The Romani are widely dispersed with their largest concentrated populations in Europe, especially the Roma of Central and Eastern Europe and Anatolia, followed by the Iberian Kale in Southwestern Europe and Southern France, with more recent diaspora populations in the Americas and, to a lesser extent, in other parts of the world.
Their Romani language is divided into several dialects, which add up to an estimated number of speakers larger than two million.[17] The total number of Romani people is at least twice as large (several times as large according to high estimates), and many Romani are native speakers of the language current in their country of residence, or of mixed languages combining the two. *wikipedia*
Contemporary scholars have suggested one of the first written references to the Roma, under the term "Atsingani", (derived from the Greek atsinganoi), dates from the Byzantine era during a time of famine in the 9th century.

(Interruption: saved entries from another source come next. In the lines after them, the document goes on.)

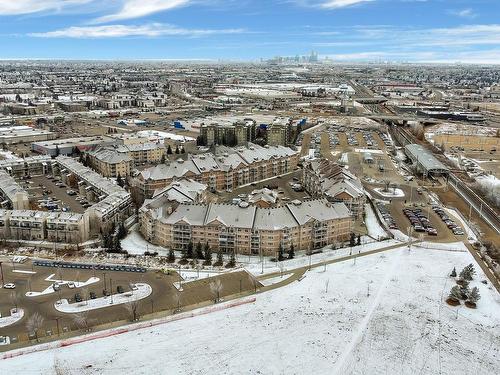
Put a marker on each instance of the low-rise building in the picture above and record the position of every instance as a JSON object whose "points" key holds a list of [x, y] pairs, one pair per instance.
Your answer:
{"points": [[69, 146], [224, 171], [247, 229], [22, 134], [324, 178], [12, 194]]}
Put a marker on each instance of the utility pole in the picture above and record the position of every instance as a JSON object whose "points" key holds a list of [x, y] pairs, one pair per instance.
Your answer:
{"points": [[111, 289]]}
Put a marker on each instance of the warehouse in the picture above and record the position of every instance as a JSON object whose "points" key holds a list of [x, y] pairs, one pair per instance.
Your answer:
{"points": [[425, 162], [70, 145]]}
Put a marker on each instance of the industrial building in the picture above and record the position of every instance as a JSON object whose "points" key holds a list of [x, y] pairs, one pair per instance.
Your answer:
{"points": [[425, 162], [69, 146], [23, 134]]}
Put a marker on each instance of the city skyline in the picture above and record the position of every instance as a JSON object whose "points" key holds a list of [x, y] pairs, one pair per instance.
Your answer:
{"points": [[341, 30]]}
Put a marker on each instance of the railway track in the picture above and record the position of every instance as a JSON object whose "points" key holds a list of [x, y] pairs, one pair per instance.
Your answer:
{"points": [[478, 204]]}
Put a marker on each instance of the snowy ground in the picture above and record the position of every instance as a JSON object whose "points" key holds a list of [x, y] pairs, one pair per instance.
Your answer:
{"points": [[50, 289], [372, 224], [385, 314], [392, 193], [15, 316], [258, 266], [142, 291], [134, 243]]}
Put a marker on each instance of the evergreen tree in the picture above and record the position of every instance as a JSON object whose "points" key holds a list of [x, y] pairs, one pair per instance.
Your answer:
{"points": [[455, 294], [291, 252], [189, 251], [470, 271], [208, 254], [464, 289], [280, 254], [122, 232], [119, 181], [352, 240], [199, 251], [473, 296], [453, 273], [232, 260], [220, 259], [171, 256], [464, 274]]}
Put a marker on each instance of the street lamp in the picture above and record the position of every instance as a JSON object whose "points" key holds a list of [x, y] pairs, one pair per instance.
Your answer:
{"points": [[1, 272]]}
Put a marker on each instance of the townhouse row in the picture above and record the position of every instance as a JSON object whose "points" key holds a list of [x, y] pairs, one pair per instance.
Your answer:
{"points": [[223, 171]]}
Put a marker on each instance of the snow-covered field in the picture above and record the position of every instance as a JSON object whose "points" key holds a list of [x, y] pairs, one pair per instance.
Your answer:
{"points": [[384, 314], [15, 316], [142, 291], [372, 224], [391, 193]]}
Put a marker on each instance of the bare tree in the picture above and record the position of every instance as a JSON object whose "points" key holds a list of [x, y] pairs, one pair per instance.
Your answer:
{"points": [[133, 310], [216, 289], [81, 319], [85, 295], [177, 300], [14, 299], [34, 323]]}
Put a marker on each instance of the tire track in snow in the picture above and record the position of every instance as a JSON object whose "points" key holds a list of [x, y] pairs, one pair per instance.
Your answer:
{"points": [[360, 331]]}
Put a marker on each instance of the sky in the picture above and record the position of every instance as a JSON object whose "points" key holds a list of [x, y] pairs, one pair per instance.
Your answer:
{"points": [[439, 31]]}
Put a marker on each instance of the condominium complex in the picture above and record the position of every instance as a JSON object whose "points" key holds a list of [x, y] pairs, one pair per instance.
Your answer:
{"points": [[112, 204], [13, 196], [278, 132], [29, 225], [223, 171], [113, 161], [324, 178], [246, 229], [30, 166]]}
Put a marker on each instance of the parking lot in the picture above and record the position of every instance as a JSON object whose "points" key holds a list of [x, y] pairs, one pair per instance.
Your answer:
{"points": [[85, 281], [49, 193]]}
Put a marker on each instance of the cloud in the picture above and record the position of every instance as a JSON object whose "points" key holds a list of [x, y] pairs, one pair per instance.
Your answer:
{"points": [[329, 4], [119, 31], [140, 8], [333, 4], [464, 13], [17, 7]]}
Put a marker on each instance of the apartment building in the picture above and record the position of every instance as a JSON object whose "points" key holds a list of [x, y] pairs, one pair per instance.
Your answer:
{"points": [[247, 229], [30, 166], [113, 204], [29, 225], [13, 196], [110, 163], [114, 161], [224, 171], [324, 178]]}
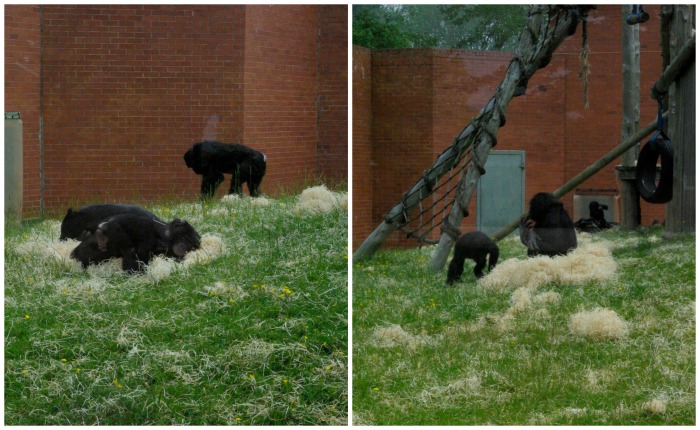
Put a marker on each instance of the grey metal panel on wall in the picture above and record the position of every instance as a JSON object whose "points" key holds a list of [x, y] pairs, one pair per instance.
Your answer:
{"points": [[501, 191]]}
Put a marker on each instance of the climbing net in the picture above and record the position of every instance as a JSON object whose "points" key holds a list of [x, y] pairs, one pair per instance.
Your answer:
{"points": [[433, 208]]}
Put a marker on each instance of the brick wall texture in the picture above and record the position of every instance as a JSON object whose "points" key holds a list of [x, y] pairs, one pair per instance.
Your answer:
{"points": [[127, 89], [421, 99]]}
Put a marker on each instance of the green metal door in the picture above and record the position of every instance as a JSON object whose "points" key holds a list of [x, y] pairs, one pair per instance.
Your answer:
{"points": [[501, 192]]}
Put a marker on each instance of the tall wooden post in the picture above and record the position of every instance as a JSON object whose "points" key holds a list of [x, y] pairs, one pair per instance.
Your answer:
{"points": [[631, 211]]}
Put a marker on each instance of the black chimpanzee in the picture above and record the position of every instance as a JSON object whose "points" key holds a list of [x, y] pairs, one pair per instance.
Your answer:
{"points": [[597, 220], [81, 223], [213, 159], [547, 228], [136, 240], [476, 246]]}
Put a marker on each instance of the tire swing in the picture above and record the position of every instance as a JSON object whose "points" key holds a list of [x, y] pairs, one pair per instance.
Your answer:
{"points": [[658, 147]]}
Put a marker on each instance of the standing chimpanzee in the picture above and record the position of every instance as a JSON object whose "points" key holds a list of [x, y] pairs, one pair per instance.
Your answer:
{"points": [[597, 220], [213, 159], [547, 228], [476, 246], [136, 240], [81, 223]]}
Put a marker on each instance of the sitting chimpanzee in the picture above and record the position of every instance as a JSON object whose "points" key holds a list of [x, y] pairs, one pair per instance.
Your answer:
{"points": [[547, 228], [81, 223], [213, 159], [136, 240], [476, 246], [597, 220]]}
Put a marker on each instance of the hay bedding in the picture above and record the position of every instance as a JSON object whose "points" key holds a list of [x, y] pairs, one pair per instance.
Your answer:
{"points": [[589, 263], [212, 246], [321, 200]]}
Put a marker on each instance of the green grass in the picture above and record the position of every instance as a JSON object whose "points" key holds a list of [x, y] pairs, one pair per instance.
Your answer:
{"points": [[454, 362], [256, 336]]}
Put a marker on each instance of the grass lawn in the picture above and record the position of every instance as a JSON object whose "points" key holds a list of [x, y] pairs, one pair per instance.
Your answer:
{"points": [[256, 335], [428, 354]]}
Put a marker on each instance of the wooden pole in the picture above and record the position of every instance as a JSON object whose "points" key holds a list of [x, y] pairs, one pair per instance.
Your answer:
{"points": [[631, 210], [680, 211], [587, 172], [537, 44]]}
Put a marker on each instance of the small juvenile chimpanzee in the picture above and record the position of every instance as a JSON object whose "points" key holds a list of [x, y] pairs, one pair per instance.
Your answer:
{"points": [[476, 246], [79, 224], [547, 228], [136, 240], [596, 222], [213, 159]]}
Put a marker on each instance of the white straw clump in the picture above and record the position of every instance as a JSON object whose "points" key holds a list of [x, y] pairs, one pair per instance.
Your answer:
{"points": [[588, 263], [260, 201], [600, 323], [159, 268], [44, 248], [320, 199], [395, 335], [230, 198], [655, 406]]}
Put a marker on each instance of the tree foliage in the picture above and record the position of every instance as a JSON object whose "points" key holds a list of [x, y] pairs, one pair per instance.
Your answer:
{"points": [[478, 27]]}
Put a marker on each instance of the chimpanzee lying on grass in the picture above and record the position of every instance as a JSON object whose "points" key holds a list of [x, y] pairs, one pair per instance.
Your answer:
{"points": [[475, 246], [81, 223], [213, 159], [136, 239]]}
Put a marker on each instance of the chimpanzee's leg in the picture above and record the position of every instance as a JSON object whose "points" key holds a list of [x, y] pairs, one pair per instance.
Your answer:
{"points": [[210, 182]]}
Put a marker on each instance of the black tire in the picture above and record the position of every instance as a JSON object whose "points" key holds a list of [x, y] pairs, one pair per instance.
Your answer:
{"points": [[649, 190]]}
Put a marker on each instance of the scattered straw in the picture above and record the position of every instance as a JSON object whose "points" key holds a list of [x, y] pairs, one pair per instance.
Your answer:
{"points": [[589, 263], [321, 200], [211, 247], [600, 323], [655, 406]]}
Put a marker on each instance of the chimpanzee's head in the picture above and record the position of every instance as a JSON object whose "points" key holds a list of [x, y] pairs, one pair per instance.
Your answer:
{"points": [[72, 226], [182, 238]]}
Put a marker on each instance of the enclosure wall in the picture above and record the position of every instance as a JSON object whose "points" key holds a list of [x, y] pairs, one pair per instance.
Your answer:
{"points": [[127, 89], [23, 90], [362, 170], [559, 135], [333, 94]]}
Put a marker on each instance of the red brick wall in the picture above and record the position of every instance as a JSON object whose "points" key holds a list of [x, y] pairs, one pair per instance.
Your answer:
{"points": [[362, 170], [23, 88], [559, 136], [128, 88], [333, 94], [281, 79]]}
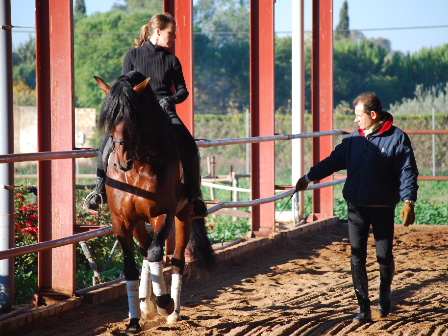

In the year 800 A.D., Saint Athanasia gave food to "foreigners called the Atsingani" near Thrace. Later, in 803 A.D., Theophanes the Confessor wrote that Emperor Nikephoros I had the help of the "Atsingani" to put down a riot with their "knowledge of magic"."Atsinganoi" was used to refer to itinerant fortune tellers, ventriloquists and wizards who visited the Emperor Constantine IX in the year 1054. The hagiographical text, The Life of St. George the Anchorite, mentions that the "Atsingani" were called on by Constantine to help rid his forests of the wild animals which were killing off his livestock. They are later described as sorcerers and evildoers and accused of trying to poison the Emperor's favorite hound.